Szef wojsk USA w Europie chce "Smoczyc". Rosjanom źle się kojarzą

Amerykański samolot zwiadowczy U-2
Amerykański samolot zwiadowczy U-2
USAF
U-2 latają obecnie głównie nad AzjąUSAF

- Europejskie siły wojska USA potrzebują dodatkowych maszyn zwiadowczych - stwierdził gen. Philip Breedlove i zasugerował przysłanie do szpiegowania Rosjan słynnych samolotów U-2. Byłby to bardzo symboliczny krok, bo te maszyny kojarzą się w Moskwie bardzo jednoznacznie. To przy ich pomocy jeszcze podczas zimnej wojny Amerykanie dokonywali lotów szpiegowskich nad ZSRR.

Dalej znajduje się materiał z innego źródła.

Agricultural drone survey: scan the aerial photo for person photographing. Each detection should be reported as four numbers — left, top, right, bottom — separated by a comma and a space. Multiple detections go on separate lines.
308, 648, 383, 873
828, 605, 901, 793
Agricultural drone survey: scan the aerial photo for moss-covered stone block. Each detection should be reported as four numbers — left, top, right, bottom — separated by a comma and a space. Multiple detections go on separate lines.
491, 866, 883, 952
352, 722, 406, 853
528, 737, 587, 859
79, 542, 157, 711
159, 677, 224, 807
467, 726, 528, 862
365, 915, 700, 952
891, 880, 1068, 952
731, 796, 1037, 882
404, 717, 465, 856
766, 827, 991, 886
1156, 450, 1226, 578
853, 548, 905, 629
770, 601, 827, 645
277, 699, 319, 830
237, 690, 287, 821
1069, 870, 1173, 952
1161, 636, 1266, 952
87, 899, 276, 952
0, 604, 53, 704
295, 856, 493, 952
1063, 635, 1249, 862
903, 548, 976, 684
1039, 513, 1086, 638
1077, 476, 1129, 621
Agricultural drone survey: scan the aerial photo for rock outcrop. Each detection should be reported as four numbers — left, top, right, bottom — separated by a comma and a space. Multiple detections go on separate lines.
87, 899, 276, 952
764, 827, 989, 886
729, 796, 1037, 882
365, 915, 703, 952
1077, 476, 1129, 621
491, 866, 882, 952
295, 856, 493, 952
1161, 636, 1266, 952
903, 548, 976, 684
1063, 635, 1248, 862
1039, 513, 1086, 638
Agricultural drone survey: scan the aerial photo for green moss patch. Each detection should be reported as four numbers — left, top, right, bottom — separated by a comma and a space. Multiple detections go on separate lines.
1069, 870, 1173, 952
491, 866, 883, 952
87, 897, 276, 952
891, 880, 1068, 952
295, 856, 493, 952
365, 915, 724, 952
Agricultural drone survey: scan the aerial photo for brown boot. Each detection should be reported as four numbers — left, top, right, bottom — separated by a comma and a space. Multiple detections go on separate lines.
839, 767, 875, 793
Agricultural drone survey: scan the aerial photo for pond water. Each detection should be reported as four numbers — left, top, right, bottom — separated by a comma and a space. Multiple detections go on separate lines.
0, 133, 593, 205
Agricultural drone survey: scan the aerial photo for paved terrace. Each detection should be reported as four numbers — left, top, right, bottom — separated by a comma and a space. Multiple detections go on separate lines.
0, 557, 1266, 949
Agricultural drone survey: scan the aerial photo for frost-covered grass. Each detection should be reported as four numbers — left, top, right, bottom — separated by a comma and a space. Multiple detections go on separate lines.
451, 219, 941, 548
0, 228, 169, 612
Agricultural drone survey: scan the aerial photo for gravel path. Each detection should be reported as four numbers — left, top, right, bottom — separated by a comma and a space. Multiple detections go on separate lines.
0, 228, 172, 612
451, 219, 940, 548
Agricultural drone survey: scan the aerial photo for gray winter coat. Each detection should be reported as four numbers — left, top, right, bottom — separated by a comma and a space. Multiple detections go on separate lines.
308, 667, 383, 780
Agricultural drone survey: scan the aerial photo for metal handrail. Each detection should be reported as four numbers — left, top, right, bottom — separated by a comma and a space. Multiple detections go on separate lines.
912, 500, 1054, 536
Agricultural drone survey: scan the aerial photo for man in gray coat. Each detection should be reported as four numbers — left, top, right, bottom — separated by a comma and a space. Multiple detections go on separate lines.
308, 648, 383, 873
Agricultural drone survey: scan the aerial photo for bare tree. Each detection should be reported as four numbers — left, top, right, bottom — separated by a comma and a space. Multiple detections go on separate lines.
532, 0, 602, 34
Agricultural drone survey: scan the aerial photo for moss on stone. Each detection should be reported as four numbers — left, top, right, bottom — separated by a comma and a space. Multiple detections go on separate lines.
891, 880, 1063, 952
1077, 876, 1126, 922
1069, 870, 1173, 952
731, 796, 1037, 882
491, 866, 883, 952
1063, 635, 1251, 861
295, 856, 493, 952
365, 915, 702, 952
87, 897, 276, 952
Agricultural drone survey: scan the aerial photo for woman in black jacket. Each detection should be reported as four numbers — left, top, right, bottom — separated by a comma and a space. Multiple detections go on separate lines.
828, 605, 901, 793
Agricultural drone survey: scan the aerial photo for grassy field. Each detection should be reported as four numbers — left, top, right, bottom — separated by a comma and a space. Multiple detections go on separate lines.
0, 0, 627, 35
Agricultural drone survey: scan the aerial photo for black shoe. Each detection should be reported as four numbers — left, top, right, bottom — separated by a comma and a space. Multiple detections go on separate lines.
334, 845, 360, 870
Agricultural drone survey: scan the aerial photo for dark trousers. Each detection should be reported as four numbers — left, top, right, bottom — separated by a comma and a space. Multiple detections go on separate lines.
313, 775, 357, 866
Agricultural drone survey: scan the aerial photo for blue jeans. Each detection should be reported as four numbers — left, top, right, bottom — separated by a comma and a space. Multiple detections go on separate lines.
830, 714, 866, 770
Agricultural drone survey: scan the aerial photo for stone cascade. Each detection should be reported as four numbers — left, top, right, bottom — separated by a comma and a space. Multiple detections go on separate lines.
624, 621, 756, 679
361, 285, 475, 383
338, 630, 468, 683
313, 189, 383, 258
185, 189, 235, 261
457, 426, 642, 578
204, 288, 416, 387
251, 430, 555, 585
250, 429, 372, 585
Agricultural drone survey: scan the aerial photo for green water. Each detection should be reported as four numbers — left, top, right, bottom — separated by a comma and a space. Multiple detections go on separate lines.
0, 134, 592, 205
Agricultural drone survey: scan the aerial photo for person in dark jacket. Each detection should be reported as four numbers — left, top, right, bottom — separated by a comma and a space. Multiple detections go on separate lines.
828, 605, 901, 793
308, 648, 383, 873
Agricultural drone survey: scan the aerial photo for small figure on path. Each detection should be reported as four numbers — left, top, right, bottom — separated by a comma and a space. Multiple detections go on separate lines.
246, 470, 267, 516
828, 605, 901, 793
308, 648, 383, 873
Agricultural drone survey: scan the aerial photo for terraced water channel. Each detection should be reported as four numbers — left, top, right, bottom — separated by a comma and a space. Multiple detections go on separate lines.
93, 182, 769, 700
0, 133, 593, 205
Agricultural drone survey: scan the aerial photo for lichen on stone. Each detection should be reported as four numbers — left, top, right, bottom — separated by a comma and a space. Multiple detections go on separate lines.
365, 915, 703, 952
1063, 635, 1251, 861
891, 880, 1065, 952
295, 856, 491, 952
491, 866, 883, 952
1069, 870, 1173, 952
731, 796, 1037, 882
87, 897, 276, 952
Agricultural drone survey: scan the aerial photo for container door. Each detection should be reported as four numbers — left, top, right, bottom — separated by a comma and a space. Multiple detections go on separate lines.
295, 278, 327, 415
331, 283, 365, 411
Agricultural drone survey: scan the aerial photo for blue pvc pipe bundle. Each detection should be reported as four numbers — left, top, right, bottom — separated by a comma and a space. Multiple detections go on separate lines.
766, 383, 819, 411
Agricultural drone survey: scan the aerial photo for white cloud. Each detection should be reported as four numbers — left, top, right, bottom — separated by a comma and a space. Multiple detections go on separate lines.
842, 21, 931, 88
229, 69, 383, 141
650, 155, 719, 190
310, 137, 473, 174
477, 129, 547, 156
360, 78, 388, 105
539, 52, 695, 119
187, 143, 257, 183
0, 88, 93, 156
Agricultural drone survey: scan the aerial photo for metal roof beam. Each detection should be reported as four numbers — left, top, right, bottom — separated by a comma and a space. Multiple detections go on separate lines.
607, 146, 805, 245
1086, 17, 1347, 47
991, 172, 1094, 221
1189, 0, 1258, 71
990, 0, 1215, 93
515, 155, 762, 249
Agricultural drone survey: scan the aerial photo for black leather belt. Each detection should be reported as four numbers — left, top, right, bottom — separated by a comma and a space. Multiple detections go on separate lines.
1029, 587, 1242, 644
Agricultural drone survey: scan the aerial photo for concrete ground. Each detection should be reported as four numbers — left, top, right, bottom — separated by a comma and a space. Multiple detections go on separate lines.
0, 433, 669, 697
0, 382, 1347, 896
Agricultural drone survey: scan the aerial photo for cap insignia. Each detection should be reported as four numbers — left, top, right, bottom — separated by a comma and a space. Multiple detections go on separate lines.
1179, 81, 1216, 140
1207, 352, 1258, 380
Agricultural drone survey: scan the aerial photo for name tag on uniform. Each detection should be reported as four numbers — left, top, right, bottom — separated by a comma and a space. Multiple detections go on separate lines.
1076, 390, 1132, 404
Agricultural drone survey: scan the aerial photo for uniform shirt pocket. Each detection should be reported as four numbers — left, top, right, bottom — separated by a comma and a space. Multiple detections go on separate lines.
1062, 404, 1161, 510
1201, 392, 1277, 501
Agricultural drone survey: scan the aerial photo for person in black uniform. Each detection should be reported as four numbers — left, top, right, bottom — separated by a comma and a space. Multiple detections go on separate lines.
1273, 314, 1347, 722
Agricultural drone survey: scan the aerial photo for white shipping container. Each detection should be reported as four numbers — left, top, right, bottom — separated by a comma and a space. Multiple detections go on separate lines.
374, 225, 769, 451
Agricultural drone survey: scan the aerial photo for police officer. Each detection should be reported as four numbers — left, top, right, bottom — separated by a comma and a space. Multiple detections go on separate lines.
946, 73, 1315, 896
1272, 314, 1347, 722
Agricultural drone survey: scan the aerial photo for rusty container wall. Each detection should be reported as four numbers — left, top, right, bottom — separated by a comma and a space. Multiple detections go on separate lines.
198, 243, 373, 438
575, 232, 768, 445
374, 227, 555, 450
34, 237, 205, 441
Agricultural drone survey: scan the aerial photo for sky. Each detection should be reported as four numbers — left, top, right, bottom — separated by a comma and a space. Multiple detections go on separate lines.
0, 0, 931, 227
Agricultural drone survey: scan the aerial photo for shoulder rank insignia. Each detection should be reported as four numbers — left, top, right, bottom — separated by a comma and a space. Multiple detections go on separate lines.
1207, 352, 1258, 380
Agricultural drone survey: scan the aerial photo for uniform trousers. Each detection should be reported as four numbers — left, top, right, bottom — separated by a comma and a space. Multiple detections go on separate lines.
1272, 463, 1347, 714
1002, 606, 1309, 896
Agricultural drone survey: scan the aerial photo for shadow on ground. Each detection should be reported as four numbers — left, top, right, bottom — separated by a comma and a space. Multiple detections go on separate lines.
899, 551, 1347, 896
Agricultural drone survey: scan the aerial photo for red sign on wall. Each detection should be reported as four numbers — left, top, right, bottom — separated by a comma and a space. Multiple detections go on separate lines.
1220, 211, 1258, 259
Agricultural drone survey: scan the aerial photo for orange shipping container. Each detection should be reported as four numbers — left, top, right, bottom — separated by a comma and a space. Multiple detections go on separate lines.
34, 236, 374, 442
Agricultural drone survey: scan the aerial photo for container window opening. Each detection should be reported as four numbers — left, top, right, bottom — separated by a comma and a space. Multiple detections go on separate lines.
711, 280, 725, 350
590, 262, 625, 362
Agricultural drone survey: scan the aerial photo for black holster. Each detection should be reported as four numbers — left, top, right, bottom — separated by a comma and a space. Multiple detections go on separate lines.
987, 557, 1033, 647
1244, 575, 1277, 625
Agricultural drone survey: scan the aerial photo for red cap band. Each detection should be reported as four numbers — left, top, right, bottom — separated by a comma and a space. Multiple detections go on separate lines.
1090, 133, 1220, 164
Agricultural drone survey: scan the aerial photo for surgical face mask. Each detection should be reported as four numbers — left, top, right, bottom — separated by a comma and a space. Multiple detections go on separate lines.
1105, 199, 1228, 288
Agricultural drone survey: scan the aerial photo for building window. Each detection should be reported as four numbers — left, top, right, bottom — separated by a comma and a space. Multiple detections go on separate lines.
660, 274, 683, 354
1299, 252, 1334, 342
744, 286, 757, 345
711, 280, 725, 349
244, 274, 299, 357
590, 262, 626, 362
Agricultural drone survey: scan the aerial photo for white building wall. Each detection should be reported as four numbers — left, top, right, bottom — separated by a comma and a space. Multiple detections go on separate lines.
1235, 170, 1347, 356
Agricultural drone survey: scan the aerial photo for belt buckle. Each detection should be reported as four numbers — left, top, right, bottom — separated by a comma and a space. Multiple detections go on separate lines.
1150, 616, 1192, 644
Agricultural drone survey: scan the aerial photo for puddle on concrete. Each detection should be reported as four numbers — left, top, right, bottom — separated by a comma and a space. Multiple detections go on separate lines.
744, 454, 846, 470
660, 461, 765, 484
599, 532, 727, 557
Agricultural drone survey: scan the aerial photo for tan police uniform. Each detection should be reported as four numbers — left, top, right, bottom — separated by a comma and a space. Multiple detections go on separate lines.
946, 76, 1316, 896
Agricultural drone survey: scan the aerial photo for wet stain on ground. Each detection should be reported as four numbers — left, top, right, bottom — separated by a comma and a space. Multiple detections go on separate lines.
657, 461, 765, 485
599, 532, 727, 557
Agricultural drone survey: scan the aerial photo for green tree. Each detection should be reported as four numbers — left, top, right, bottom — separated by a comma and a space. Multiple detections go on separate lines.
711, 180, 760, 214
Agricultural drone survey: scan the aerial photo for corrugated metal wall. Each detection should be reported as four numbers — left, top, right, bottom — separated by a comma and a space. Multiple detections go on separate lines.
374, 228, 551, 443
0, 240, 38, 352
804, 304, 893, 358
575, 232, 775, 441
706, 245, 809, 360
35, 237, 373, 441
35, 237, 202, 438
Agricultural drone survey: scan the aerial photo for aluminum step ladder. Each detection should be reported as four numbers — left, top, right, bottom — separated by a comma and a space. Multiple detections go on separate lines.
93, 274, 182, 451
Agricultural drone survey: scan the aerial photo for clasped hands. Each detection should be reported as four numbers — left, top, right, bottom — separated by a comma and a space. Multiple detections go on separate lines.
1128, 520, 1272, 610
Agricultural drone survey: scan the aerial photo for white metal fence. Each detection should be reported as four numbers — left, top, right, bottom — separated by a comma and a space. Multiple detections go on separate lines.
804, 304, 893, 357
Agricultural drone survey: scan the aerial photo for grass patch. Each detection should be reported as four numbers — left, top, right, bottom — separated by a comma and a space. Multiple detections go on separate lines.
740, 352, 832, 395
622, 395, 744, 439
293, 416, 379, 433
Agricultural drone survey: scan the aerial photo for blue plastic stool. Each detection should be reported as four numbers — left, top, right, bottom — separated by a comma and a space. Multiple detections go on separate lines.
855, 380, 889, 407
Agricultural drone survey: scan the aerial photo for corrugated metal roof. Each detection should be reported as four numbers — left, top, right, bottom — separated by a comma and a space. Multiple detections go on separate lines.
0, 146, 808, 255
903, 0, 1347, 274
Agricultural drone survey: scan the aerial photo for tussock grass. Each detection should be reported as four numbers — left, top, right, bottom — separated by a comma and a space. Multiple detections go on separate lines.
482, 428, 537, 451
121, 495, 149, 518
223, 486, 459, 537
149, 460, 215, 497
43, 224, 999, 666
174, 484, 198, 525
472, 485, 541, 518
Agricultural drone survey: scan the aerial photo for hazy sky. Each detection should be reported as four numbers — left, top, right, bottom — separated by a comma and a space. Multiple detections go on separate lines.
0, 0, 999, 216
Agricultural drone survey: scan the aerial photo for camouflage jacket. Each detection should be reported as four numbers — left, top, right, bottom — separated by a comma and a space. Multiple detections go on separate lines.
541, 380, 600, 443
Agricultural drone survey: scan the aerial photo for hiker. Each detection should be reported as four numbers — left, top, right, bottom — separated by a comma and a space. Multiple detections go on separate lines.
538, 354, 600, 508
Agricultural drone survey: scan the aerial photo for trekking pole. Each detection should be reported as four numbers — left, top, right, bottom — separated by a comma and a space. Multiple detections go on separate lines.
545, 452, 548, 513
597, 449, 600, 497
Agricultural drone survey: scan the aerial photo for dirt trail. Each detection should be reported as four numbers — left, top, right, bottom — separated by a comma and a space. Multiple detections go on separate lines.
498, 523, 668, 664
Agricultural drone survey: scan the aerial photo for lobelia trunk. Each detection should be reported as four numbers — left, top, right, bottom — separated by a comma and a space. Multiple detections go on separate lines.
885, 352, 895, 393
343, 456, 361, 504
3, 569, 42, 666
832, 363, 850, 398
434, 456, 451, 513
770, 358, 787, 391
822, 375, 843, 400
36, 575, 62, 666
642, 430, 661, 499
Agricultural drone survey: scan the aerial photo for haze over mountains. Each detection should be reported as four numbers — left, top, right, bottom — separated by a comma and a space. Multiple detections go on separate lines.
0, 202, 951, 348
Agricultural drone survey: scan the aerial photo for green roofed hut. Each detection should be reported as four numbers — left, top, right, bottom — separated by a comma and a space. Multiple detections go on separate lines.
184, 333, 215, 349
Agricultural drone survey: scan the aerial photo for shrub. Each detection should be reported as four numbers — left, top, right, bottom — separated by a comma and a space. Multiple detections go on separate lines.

Gen. Breedlove zasugerował przysłanie U-2 do Europy w swoim dorocznym raporcie na temat siły i strategii sił zbrojnych na tym kontynencie. Dowódca wojsk USA na Starym Kontynencie stwierdził, że brakuje mu odpowiednich środków do śledzenia aktywności Rosjan. Jako najlepsze rozwiązanie wskazał przysłanie do Europy samolotów rozpoznawczych U-2 i RC-135.

Złe wspomnienia

Te drugie są częstym gościem na europejskim niebie i regularnie latają przy granicach Rosji. Być może gen. Breedlove chciałby je widzieć częściej, albo dostać je pod swoje bezpośrednie dowództwo, bo obecnie stacjonują na terytorium USA. Dzięki temu mógłby je wykorzystywać zgodnie ze swoją wizją i szybciej reagować na wydarzenia. Ich jeszcze częstsza obecność u wybrzeży Rosji nie wywołałaby jednak wielkiego poruszenia, bo nie jest niczym niezwykłym.

Co innego z drugim typem samolotów wymienionym przez gen. Breedlove’a, czyli U-2. To najbardziej znany amerykański samolot szpiegowski. Głównie za sprawą głośnej afery z 1960 roku, kiedy U-2 wykonujący lot nad ZSRR został zestrzelony, a jego pilot Garry Powers dostał się do niewoli. Kreml bardzo nagłośnił to wydarzenia i wykorzystał je do ataku propagandowego na USA. W efekcie U-2 stały się bardzo dobrze znane, choć powstały w absolutnej tajemnicy.

Po zestrzeleniu w 1960 roku U-2 już nie wysyłano nad ZSRR, ale nadal latały nad np. Chinami, oraz w pobliżu granic wielu innych państw. Są na tyle udaną konstrukcją, że po głębokich modernizacjach służą do dzisiaj. Współczesne egzemplarze w większości wyprodukowano w latach 80. Dzięki zamontowanym na pokładzie radarom i kamerom mogą obserwować teren odległy o dziesiątki kilometrów. Bez wlatywania nad terytorium państwa-celu, „zaglądają” za granicę i obserwują interesujące obiekty.

Przez lata do U-2 przylgnął przydomek „Dragon Lady” (ang. smoczyca). Obecnie latają głównie nad Azją, choć Amerykanie nie ujawniają gdzie konkretnie. Wysłanie ich do Europy nie jest niemożliwe, choć do tej pory tego rodzaju pomysł nie był oficjalnie rozważany. Nie ma jednak wątpliwości, że byłby to ryzykowny krok z punktu widzenia wizerunkowego. U-2 kojarzą się Rosjanom bardzo jednoznacznie.